和先生は綺麗な脚してますからねえ、やっぱりこっちの方が…」
「このままでいい!」
仮装はともかくなんで女装!?と抗議すれば、日織さんはにこにこと微笑みながらミニスカートを差し出してきたため、和先生はがっくりと肩を落とすしかありません。
「ふふ、双子の黒猫さんたち、如何です?」
「ばっちりー」
「ばっちりー」
「あら本当にばっちりね!」
「へ?!」
半べそをかいている和先生を他所に、日織さんが黒猫さんたちに確認をとっていると、背後から物凄く大きな感嘆の声が上がります。
「みき先生…ッ!」
そこに居たのは、ちょっとだけ胸元がセクシー仕様になっているとんがり帽子の魔女…の恰好をしたみき先生で。

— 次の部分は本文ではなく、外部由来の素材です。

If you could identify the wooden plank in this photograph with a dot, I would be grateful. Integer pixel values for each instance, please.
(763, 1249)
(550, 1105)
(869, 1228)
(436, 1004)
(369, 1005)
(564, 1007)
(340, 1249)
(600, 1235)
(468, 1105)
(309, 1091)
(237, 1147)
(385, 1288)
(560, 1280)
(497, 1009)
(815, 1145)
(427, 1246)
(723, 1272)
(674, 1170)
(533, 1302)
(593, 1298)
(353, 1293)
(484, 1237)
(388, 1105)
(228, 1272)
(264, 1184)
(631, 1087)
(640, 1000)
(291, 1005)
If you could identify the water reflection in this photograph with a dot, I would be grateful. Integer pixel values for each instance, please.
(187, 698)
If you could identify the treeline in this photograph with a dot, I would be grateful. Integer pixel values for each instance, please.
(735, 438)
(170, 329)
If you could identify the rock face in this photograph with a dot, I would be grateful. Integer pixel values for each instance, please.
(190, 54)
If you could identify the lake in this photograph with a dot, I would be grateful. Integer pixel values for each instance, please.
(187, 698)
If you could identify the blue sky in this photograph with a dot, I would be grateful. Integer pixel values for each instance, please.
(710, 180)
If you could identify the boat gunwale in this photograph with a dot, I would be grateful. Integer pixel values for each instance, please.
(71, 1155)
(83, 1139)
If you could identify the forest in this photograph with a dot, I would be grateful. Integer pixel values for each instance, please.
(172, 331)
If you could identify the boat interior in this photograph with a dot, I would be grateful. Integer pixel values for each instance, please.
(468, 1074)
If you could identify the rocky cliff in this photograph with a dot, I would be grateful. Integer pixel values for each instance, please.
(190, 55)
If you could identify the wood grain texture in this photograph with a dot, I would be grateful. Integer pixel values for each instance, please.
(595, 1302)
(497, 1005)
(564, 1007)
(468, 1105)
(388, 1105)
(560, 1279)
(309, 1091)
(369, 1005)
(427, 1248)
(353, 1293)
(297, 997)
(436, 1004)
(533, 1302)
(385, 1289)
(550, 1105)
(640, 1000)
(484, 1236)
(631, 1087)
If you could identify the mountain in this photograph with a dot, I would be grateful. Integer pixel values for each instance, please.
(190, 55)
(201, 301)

「話を聞かされた時は、なんとなく似合うかな程度にしか思ってなかったけど…ここまで似合うと見事ね。日織さんもいい仕事してくれるわあ」
「いやあ、和先生が元々いい素材なんです。俺はちょいと手を加えただけでさあ」
和先生が逃げ出そうとするよりも先に顔を両手で挟み、日織さんが施したであろうメイクと、彼仕様に誂えられた衣装を吟味してしきりに感心しています。
「ね、和先生っては凄く似合ってるわよ!」
「え?」
そして一頻り吟味をし終えると、背後を振り返って大声を上げるその先には。
「…………」
「そーせんせーだ」
「そーせんせーだ」
「壮先生ッ」
「おやおや」
かぼちゃランプを片手に硬直している、吸血鬼…の恰好をした壮一郎先生でした。
「みきせんせー、とりっく、おあ、とりーと」
「あら、忘れるところだったわ。はいどうぞ」
「そーせんせー、とりっく、おあ、とりーと」
「……」
そこでちいさな黒猫さんたちは、当初の目的を思い出したと言わんばかりに、それぞれみき先生と壮一郎先生にお菓子をねだりますが、すぐに反応を示したのはみき先生だけで。
「そーせんせー?」
壮一郎先生は、和先生を見つめて硬直したまま動きません。
「そ、壮先生硬直してる」
「してますねえ」
「あんなに固まっちゃって、僕やっぱり似合わないんだよ、着替えるっ」
「…………なんでそういう発想になるんでしょうねえ、このお人は」
壮一郎先生は和先生を凝視したまま見事に硬直していますが、その表情は【真っ赤】である時点で、何が原因なのか判りそうなものなのですが。
それはまあ、幼い頃からたった一人を見続けている和先生にとっては全く思いもつかないことなので、壮一郎先生は可哀想というか哀れなのですけどね。
「おかしくれないから、いたずらけっていー」
「うふ、なにしよ」
壮一郎先生は、双子の黒猫さんたちからいたずら宣告されてもまだ固まったままでした。
……そんな壮一郎先生に、合掌。